Now, for some good news from the industry - Noble Corporation is rolling out 5 new oil rigs and hiring up to 1500 workers, while Transocean is rolling out 10 new oil rigs and is also hiring 1500 workers.

In 2007, when Transocean merged with GlobalSantaFe, they had an order backlog of $33 billion. Today, despite their reported layoffs, Schlumberger still has an outstanding order book of at least $1.77 billion from just one of their many business units. That is a lot of work left to be completed, which means there are still offshore drilling jobs available if you know where to look for them.

Exxon, one of the major oil companies, spends $79 million everyday just to look for new oil fields. Overall, they plan to spend $150 billion over the next 5 years on oil exploration and oil production. Even with a recession going on, oil companies throughout the world will spend $400 billion looking for new oil fields to replace today's aging oil fields. Some of that exploration has already borne fruit - three new oil fields of varying sizes have been found in Brazil.

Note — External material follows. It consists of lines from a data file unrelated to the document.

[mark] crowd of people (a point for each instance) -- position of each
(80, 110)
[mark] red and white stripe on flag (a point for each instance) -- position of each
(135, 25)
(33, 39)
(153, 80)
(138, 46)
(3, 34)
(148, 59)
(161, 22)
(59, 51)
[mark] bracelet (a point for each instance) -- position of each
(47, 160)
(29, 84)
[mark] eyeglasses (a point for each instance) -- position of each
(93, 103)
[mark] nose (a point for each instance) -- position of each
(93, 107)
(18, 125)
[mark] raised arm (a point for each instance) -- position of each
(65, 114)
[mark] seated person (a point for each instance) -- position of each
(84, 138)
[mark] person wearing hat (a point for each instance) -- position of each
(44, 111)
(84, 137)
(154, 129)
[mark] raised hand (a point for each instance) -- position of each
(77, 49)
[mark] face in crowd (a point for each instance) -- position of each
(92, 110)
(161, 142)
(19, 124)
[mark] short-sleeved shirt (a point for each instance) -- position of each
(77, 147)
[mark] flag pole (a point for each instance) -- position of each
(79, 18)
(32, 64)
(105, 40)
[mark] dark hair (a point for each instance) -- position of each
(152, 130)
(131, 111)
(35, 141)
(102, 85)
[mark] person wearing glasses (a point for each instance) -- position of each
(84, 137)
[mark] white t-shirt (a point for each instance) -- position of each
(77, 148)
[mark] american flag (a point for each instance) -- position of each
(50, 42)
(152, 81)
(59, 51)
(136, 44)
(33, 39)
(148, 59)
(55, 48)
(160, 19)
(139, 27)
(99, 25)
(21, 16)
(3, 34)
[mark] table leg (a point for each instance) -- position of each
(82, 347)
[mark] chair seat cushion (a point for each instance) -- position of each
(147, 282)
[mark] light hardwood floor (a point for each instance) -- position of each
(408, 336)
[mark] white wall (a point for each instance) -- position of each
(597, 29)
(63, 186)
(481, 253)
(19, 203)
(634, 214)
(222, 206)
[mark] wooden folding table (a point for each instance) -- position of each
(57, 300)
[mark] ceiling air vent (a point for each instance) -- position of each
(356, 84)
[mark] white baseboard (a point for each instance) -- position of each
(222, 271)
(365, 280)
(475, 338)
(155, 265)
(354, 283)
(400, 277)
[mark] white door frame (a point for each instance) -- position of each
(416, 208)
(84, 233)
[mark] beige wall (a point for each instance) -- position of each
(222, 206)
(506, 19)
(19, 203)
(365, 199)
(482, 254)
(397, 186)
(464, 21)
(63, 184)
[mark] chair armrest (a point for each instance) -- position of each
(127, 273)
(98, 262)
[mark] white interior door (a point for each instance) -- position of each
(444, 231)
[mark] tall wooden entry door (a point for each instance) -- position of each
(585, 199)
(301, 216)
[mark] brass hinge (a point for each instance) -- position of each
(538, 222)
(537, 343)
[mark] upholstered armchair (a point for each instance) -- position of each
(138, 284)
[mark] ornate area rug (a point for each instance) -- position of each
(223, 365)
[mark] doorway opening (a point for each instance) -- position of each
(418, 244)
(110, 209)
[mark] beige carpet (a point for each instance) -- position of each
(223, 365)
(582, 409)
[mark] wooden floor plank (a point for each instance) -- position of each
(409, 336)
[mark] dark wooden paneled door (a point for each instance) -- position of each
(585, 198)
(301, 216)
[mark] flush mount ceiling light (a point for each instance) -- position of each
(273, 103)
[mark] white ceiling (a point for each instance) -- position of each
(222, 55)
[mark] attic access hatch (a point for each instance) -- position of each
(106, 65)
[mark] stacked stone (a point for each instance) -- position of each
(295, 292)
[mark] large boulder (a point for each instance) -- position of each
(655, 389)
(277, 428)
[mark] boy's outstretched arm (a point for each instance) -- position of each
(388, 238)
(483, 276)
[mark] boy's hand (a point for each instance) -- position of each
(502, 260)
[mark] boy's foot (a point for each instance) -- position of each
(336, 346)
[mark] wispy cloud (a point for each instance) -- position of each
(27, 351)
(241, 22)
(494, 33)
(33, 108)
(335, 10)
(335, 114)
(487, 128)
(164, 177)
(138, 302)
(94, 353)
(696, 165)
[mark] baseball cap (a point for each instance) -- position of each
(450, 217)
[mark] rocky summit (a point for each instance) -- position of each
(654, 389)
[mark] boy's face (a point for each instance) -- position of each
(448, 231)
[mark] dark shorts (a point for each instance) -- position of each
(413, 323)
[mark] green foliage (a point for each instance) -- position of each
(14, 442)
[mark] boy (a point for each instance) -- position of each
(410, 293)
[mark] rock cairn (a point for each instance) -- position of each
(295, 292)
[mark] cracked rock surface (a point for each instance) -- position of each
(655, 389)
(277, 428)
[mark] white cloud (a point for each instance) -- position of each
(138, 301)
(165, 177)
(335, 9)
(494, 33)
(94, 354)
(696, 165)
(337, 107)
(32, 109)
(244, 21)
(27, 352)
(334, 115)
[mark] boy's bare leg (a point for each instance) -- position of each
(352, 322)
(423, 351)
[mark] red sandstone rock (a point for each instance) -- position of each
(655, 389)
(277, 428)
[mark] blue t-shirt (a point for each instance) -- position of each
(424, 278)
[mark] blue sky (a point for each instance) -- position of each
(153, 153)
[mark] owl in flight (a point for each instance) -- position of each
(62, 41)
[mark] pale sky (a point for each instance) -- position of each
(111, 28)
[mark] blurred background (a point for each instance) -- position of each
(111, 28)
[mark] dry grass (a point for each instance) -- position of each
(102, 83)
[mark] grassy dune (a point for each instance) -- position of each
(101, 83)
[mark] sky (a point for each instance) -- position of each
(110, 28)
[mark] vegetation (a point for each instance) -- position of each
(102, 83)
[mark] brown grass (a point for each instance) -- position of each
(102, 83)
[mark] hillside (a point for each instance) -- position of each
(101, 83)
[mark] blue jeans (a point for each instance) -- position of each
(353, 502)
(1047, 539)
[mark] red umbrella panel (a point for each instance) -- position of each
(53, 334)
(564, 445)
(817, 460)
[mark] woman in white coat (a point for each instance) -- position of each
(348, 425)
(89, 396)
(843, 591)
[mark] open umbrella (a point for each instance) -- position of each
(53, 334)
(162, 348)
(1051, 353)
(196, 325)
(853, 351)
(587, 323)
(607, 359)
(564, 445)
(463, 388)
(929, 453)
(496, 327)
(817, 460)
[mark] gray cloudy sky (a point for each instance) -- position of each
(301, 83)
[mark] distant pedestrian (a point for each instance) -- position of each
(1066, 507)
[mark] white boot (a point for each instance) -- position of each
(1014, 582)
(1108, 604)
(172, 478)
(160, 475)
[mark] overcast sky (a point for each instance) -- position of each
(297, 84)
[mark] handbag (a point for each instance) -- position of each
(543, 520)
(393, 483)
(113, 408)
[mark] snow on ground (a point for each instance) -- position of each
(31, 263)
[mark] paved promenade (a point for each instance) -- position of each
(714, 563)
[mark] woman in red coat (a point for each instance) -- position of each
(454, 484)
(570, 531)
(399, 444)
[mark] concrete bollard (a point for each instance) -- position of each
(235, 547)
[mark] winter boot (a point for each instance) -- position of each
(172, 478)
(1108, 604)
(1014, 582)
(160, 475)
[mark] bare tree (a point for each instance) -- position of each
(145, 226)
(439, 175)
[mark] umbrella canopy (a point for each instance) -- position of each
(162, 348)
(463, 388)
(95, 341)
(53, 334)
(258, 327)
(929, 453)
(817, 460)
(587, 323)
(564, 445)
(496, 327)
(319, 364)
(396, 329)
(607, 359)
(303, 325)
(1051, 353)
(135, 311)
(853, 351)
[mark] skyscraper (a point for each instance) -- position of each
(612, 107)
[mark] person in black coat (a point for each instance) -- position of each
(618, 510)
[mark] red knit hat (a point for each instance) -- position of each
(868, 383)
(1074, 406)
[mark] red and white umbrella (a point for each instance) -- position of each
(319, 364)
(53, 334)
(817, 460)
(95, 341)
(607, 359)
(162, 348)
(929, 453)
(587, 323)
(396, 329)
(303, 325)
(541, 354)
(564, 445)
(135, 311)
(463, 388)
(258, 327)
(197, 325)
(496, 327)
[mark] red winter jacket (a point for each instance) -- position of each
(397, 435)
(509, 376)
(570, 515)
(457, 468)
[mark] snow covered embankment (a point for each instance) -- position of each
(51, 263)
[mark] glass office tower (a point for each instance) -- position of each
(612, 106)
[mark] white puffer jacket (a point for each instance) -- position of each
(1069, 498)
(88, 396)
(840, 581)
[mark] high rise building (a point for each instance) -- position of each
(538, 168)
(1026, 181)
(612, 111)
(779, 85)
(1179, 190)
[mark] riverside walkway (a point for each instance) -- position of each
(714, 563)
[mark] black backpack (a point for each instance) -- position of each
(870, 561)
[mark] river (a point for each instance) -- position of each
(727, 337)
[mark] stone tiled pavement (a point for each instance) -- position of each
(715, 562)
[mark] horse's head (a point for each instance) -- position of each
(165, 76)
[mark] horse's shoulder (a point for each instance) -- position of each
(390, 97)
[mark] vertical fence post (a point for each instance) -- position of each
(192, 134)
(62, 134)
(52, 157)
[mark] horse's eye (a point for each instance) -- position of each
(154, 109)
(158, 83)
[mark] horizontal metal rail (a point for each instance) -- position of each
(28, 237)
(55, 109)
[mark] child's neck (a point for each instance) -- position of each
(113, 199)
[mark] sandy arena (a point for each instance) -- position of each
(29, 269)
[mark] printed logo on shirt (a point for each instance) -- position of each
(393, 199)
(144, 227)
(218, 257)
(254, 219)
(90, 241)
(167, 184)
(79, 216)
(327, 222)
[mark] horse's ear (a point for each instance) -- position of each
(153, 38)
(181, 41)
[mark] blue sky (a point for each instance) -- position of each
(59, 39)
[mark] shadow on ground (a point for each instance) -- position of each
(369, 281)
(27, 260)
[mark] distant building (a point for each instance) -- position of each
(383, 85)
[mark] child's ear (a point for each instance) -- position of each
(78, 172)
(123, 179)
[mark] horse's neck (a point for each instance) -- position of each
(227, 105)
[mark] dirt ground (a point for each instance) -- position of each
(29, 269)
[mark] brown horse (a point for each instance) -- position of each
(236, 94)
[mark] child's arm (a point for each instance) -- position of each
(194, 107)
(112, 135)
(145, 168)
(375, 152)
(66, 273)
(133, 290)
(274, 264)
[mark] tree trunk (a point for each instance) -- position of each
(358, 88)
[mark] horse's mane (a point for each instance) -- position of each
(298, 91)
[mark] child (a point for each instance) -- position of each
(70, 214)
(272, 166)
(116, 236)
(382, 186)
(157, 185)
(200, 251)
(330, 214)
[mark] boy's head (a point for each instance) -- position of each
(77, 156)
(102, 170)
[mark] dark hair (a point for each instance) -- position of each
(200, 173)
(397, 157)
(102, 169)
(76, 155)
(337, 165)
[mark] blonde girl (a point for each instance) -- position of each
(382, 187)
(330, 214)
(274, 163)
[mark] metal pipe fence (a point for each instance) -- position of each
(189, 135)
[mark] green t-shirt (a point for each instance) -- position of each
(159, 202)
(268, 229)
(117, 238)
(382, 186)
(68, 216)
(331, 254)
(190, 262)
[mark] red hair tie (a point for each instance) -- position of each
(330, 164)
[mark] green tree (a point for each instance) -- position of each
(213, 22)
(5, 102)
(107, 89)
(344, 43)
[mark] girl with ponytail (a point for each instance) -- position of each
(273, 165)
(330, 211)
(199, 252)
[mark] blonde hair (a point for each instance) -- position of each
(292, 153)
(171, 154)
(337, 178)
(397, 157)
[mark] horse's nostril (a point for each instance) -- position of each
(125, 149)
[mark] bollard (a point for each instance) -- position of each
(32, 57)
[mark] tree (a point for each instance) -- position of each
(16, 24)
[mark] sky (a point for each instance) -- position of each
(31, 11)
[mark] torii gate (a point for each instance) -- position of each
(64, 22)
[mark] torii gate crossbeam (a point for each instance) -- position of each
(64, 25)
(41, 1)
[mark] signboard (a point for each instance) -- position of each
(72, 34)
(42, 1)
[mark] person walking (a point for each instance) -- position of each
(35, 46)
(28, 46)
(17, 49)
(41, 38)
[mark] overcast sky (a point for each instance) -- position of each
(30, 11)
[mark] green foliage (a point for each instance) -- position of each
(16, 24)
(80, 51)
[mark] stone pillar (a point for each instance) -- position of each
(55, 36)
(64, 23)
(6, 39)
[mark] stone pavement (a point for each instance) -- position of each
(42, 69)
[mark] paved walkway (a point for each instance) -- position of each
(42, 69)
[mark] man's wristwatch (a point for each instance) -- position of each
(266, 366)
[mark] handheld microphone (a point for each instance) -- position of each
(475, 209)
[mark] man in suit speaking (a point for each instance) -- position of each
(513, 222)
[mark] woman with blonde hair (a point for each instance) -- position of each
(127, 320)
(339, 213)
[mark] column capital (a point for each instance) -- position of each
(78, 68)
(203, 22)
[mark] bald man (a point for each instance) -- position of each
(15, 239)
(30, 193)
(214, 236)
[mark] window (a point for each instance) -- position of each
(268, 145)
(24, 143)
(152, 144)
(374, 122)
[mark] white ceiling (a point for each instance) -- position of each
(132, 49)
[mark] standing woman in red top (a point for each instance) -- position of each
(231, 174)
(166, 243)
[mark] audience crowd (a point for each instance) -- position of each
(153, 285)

Just because the recession is slowing things down, doesn't mean there isn't still a lot of work to be completed. While the demand for oil from mature economies like the US and Europe has become stable, this is not the case for the Asian giants. Remember that both the giant economies of China and India are still expected to grow strongly at 6.5% and 5% respectively. What's notable is that this is a worse case scenario. The International Energy Agency predicts that both India and China will consume 300% more oil by 2030, and that China will beat the US as the world's largest energy user in 2020. They (IEA) also estimate that the world needs to invest at least $20 trillion over the next 25 years to this increase in energy demand and to make up for the decline of the world's major oil fields.

Basically, the recession won't last forever and the price of oil won't stay low for very long. Oil rig companies have strong incentives to continue drilling for oil, which means most of them still have to hire more workers for the long haul. In addition to that, too many offshore drilling jobs are still being filled by workers hired in the 1970s. These workers are getting old - they will be retiring in the next few years, so job prospects for new workers looking for offshore oil rig jobs and roustabout jobs remain bright.

Altogether, these factors means that oil rig companies will still be hiring a large number of oil rig workers over the coming decades.